R-PUBG Strategies Analysis

An analysis for players to have a better gaming experience.

Jiayi Wang https://www.linkedin.com/in/jiayi-wang-smu/
11-20-2020

DOWNLOAD PEOJECT

Introduction

The PlayerUnknown’s Battlegrounds (PUBG) is a battle royal game with hundreds of million players. 100 players parachute onto an island and scavenge for weapons and equipment to kill others while avoiding getting killed themselves.

To win the first placement, players use multiple strategies from their experience. Our team aims to enable players to get better ranks by extracting the relationships among death rate and different strategies from over 720K matches which give more statistical inspirations.

Data Preparation

To provide a clear picture of the PUBG match strategy analysis and to propose appropriate suggestions, in this project, we used the PUBG Match Deaths and Statistics Datasets. It is a publicly available dataset that can be found on Kaggle, containing over 720K competitive matches from the PUBG, extracted from a game tracker website, pubg.op.gg.

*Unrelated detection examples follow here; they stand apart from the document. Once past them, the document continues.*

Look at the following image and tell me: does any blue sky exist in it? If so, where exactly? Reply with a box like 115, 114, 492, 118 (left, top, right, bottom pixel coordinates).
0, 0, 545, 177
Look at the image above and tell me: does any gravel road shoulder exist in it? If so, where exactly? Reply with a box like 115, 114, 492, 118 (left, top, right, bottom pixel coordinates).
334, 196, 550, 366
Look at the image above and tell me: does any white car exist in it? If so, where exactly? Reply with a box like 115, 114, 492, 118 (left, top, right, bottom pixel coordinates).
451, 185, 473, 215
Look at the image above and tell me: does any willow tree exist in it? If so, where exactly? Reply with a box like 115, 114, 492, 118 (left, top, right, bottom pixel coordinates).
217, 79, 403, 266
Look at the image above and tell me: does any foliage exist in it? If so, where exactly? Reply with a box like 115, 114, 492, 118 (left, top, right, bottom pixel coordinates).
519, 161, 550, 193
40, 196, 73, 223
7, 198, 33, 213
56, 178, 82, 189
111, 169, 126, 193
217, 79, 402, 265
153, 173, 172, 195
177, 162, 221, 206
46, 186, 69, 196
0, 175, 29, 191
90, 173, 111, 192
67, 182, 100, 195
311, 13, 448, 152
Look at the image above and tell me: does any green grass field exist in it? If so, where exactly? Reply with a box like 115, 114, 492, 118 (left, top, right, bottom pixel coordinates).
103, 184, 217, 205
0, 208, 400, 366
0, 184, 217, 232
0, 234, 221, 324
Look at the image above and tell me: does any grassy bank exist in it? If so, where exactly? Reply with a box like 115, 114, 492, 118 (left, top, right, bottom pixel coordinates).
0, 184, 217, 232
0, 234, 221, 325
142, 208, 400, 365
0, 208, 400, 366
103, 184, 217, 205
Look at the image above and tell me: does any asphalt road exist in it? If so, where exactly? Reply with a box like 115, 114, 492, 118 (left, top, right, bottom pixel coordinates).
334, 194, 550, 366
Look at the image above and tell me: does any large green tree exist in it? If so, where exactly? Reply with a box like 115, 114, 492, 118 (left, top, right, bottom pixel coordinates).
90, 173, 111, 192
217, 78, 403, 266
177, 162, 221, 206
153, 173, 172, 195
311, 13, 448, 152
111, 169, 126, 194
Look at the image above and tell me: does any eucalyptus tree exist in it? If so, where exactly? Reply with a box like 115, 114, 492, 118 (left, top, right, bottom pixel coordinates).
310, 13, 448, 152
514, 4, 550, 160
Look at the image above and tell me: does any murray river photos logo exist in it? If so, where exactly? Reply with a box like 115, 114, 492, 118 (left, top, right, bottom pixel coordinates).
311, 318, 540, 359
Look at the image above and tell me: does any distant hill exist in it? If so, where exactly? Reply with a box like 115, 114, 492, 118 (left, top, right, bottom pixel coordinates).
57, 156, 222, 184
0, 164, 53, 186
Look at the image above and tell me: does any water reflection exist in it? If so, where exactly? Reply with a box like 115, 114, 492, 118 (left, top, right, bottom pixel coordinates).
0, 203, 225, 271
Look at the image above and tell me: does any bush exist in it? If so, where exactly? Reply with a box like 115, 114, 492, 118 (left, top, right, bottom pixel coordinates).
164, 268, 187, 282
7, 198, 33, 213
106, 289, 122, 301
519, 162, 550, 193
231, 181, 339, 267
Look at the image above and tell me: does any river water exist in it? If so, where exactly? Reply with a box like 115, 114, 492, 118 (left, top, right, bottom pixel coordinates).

Instead of using all the data files provided in the original dataset, we mainly focus on 5 divided datasets of deaths in the match map ERANGEL which records above 80% of death events occurred within the 720K matches. Since the datasets is very huge, 2GB for each file, so we only take one of 5 datasets mentioned above, containing about 120K records of match.

Before the analysis, we cleaned the dataset with following main steps:

Descriptive and Inferential Statistics

Landing Analysis

After the game started, players would set off to different places. In generally, there are 2 main strategies. The first strategy, players are obsessed with high-value places which have good qualities and quantities of weapons and armours. Those high value places are also highly risky because it fascinates other players as well. You can always hear gunshots from there.

The following picture was provided by PUBG official which shows the distribution of valuable weapons. Indeed, those high frequency areas are also what we call downtown areas which have many buildings located next to each other.

On the other hand, the rest of players would choose safer places which we sometimes called wild places as well. Those places could barely encounter other players, in spite of low qualities of weapons and armours.

With this dataset, we try to peek at the difference with those 2 strategies and give some useful advice to those players before they opened their parachutes.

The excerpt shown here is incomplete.